Before she wakes, the probabilities SB would assign if she were conscious are P(monday and heads) = P(monday and tails) = p(tuesday and heads) = p(tuesday and tails) = 1⁄4.
After waking, she would update to p(tuesday and heads) = 0 and P(monday and heads) = P(monday and tails) = p(tuesday and tails) = 1⁄3, since p(tuesday and heads | wakes up) = 0 and p(monday and heads | wakes up) = p(monday and tails | wakes up) = p(tuesday and tails | wakes up) = 1.
Odds(monday and heads : monday and tails : tuesday and heads : tuesday and tails | wakes up)
= Odds(monday and heads : monday and tails : tuesday and heads : tuesday and tails) * Likelihood(wakes up | monday and heads : monday and tails : tuesday and heads : tuesday and tails)

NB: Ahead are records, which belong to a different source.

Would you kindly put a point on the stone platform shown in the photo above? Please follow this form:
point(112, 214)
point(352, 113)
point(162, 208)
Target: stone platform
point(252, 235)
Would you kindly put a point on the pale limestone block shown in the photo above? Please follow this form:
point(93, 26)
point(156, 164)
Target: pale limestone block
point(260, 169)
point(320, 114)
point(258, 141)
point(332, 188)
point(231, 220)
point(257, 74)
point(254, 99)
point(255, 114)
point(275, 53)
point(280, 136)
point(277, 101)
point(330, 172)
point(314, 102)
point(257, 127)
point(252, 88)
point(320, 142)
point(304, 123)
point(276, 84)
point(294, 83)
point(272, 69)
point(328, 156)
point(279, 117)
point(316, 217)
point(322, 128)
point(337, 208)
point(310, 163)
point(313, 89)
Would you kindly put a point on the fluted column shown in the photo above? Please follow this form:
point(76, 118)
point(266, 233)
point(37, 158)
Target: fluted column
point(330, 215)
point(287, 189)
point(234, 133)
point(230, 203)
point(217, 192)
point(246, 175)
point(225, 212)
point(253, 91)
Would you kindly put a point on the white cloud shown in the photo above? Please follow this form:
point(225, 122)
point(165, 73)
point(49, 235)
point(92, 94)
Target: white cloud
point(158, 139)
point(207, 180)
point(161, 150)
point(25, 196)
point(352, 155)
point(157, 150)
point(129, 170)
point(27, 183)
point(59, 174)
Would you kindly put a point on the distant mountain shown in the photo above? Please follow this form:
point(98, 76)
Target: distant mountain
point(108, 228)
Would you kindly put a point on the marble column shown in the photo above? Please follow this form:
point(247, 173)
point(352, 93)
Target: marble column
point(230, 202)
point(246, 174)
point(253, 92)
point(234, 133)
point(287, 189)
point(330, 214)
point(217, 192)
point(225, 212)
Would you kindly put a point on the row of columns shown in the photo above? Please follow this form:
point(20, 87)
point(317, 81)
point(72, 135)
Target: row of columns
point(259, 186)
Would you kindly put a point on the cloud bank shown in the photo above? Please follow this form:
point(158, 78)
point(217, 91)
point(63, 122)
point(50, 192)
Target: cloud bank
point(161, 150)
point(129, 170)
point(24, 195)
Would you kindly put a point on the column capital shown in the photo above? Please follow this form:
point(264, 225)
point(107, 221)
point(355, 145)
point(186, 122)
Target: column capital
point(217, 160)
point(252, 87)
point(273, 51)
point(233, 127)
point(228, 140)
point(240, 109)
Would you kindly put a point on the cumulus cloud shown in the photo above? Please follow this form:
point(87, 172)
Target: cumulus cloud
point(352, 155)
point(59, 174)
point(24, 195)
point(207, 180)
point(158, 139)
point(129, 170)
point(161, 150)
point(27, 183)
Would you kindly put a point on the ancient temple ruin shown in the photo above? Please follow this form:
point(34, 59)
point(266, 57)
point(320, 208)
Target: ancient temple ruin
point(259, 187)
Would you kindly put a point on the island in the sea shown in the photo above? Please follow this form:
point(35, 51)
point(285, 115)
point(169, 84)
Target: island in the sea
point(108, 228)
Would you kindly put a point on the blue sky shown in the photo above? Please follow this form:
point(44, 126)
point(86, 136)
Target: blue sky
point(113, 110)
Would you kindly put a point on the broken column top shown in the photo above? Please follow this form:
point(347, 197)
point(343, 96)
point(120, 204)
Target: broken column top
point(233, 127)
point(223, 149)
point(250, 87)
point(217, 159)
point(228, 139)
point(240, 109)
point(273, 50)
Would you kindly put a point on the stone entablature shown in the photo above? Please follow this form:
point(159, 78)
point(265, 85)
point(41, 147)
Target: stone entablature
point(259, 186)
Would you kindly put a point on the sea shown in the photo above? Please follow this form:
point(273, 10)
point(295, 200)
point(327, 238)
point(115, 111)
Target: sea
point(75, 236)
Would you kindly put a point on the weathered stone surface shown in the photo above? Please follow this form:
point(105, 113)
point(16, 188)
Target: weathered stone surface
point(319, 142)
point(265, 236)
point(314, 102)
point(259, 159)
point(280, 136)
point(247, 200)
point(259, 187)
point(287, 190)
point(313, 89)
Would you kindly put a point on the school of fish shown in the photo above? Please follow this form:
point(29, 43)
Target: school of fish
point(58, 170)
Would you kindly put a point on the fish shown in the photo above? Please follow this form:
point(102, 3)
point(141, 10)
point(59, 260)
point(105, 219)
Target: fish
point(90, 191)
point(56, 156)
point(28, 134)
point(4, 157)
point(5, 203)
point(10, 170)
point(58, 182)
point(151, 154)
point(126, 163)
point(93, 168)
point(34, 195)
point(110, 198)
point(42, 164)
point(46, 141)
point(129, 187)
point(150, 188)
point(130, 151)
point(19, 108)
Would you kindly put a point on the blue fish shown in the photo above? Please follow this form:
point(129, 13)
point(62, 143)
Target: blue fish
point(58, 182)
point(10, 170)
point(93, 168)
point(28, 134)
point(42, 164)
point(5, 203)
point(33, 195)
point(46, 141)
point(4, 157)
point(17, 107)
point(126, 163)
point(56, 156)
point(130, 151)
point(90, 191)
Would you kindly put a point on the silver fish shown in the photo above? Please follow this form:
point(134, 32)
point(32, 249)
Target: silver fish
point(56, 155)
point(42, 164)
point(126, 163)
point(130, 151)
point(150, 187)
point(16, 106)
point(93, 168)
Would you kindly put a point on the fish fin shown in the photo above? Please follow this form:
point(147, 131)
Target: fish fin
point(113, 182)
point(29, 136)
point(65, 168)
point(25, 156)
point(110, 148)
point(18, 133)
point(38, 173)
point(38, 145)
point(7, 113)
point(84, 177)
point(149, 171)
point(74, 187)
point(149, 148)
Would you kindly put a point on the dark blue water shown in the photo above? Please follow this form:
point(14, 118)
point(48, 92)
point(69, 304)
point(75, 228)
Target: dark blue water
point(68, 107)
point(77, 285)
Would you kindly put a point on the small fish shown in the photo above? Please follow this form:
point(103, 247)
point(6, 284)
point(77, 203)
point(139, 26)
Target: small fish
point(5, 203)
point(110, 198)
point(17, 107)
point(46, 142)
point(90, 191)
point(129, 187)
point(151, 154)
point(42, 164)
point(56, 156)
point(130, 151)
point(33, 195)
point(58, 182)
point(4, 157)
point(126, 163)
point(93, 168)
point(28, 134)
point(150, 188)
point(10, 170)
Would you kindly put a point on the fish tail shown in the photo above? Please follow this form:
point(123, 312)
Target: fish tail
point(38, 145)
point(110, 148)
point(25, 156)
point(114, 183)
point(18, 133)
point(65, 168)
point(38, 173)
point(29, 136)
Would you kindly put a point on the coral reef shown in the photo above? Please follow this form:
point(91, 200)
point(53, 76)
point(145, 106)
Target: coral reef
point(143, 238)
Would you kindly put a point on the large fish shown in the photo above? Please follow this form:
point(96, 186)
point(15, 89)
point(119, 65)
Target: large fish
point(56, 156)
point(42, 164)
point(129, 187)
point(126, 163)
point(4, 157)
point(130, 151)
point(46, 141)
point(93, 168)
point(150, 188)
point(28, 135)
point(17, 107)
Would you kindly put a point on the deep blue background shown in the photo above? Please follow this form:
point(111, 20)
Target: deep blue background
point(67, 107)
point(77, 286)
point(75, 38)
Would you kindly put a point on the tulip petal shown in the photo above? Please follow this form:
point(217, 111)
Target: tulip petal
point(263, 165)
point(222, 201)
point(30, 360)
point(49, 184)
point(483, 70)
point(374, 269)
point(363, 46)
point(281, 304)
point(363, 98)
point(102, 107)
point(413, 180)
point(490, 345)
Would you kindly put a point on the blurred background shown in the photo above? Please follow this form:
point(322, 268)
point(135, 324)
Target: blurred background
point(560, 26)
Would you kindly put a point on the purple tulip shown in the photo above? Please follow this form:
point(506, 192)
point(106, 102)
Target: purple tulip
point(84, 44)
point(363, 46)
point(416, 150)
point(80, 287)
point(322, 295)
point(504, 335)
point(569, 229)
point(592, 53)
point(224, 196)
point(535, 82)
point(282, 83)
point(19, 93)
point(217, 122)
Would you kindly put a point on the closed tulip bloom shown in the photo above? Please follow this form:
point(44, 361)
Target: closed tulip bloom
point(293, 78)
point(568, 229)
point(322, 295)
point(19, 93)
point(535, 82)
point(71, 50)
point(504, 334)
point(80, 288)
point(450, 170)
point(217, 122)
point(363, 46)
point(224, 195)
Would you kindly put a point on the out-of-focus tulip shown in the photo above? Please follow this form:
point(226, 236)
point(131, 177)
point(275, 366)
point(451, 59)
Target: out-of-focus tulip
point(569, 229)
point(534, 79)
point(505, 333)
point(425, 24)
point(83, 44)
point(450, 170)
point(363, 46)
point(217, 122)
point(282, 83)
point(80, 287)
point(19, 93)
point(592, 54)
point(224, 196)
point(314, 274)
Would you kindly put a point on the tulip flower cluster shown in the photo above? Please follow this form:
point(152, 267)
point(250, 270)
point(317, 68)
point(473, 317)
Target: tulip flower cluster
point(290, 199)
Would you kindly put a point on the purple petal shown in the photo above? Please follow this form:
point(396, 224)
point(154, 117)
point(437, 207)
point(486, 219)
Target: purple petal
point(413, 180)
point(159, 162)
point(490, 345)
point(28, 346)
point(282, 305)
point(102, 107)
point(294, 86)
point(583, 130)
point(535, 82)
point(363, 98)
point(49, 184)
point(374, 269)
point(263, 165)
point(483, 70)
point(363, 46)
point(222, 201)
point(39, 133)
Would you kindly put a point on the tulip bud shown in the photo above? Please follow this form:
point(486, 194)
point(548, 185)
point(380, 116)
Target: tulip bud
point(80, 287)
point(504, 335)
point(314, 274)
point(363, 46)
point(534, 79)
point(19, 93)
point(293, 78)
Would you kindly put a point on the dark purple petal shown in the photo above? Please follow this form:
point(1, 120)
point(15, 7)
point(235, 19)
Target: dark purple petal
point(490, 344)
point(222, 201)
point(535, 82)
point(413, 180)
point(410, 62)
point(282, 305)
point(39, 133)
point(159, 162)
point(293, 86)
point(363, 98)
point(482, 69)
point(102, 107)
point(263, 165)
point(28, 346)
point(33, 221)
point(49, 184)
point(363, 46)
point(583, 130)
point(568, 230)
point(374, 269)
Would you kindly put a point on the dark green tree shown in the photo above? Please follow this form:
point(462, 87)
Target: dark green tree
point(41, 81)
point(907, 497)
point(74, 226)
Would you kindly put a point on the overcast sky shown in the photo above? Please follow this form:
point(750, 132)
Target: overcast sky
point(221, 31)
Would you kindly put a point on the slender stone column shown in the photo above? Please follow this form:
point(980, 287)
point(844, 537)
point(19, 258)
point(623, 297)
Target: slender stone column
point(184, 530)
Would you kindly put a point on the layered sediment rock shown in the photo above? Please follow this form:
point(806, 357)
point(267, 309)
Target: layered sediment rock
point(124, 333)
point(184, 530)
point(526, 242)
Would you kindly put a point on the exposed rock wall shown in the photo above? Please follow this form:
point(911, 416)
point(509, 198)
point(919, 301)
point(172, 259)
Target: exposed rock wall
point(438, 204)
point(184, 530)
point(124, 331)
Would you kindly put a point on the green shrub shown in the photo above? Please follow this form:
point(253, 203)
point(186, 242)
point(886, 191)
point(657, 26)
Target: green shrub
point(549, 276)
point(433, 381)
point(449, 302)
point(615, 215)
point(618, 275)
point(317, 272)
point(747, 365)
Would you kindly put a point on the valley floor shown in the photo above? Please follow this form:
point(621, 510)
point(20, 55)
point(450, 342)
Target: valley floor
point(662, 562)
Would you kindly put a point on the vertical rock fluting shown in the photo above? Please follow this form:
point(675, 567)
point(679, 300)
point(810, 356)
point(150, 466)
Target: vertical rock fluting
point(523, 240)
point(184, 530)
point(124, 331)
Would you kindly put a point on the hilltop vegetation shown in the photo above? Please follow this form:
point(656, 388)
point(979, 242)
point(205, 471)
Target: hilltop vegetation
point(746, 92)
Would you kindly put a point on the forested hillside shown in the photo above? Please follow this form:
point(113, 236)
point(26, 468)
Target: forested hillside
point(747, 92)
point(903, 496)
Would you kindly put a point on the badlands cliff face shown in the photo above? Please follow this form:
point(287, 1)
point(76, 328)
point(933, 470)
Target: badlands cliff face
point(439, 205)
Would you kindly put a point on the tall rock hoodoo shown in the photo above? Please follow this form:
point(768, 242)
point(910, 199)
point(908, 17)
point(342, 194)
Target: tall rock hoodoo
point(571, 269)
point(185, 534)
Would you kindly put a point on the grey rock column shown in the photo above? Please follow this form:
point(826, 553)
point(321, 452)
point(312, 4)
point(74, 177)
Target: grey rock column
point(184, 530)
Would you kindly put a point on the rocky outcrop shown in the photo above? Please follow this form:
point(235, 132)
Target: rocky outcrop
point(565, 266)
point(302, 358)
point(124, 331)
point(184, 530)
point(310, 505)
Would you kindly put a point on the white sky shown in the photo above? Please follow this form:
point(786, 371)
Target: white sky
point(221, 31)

= (1 : 1 : 1 : 1) * (1 : 1 : 0 : 1)
= (1 : 1 : 0 : 1)
= (1/3 : 1/3 : 0 : 1/3)
SB starts out with four equaly likely possibilities. On observing that she wakes up, she eliminates one of them, but does not distinguish between the remaining possiblities. Renormalizing the probabilities gives probability 1⁄3 to the remaining possibilities.
Before she wakes, the probabilities SB would assign if she were conscious are P(monday and heads) = P(monday and tails) = p(tuesday and heads) = p(tuesday and tails) = 1⁄4.
After waking, she would update to p(tuesday and heads) = 0 and P(monday and heads) = P(monday and tails) = p(tuesday and tails) = 1⁄3, since p(tuesday and heads | wakes up) = 0 and p(monday and heads | wakes up) = p(monday and tails | wakes up) = p(tuesday and tails | wakes up) = 1.
Ugh. That makes no sense. Can you explain why she would update in such a manner?
SB starts out with four equaly likely possibilities. On observing that she wakes up, she eliminates one of them, but does not distinguish between the remaining possiblities. Renormalizing the probabilities gives probability 1⁄3 to the remaining possibilities.